Establishing sound sleep patterns promotes overall health and better productivity during the day. Washington University's Sleep Medicine Center offers a number of tips for a good night's sleep: keep a routine wake-up time, establish pre-sleep habits like light reading, avoid daytime naps longer than an hour and plan an earlier time to worry or reflect on the day's events.

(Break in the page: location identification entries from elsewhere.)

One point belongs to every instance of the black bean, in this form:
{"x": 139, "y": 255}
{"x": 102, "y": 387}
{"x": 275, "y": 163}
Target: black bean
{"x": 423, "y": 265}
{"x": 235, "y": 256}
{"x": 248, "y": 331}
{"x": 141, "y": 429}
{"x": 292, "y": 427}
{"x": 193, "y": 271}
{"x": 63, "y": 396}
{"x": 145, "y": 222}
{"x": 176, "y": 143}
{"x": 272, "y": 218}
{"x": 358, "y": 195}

For college students in particular, following these recommendations is difficult – after all, who can resist a mid-afternoon cat nap? But keep in mind the importance of rest and avoid the temptation to place it at the end of your to-do list.

Embrace friends

According to Kahn, “Many people find relief from stress in talking with their support groups. When they are able to talk about their issues, problems and concerns and get feedback from trusted, objective family and friends, people get an enlightened perspective that often helps them to lighten their stress load.”

When talking with friends, don't forget to play the role of the confidant: Avoid being the person who is so consumed in his or her problems that the needs of others are ignored.

Of course, one way to avoid these tips is by limiting stress in the first place. For many, including this writer, procrastination is a continual downfall: stress could be reduced by simply turning off “"The Office,"” closing the pages of “People” and starting that history paper a little earlier. By making a few small changes to the ways you move, eat, sleep and talk, you may be on your way to a less stressful life.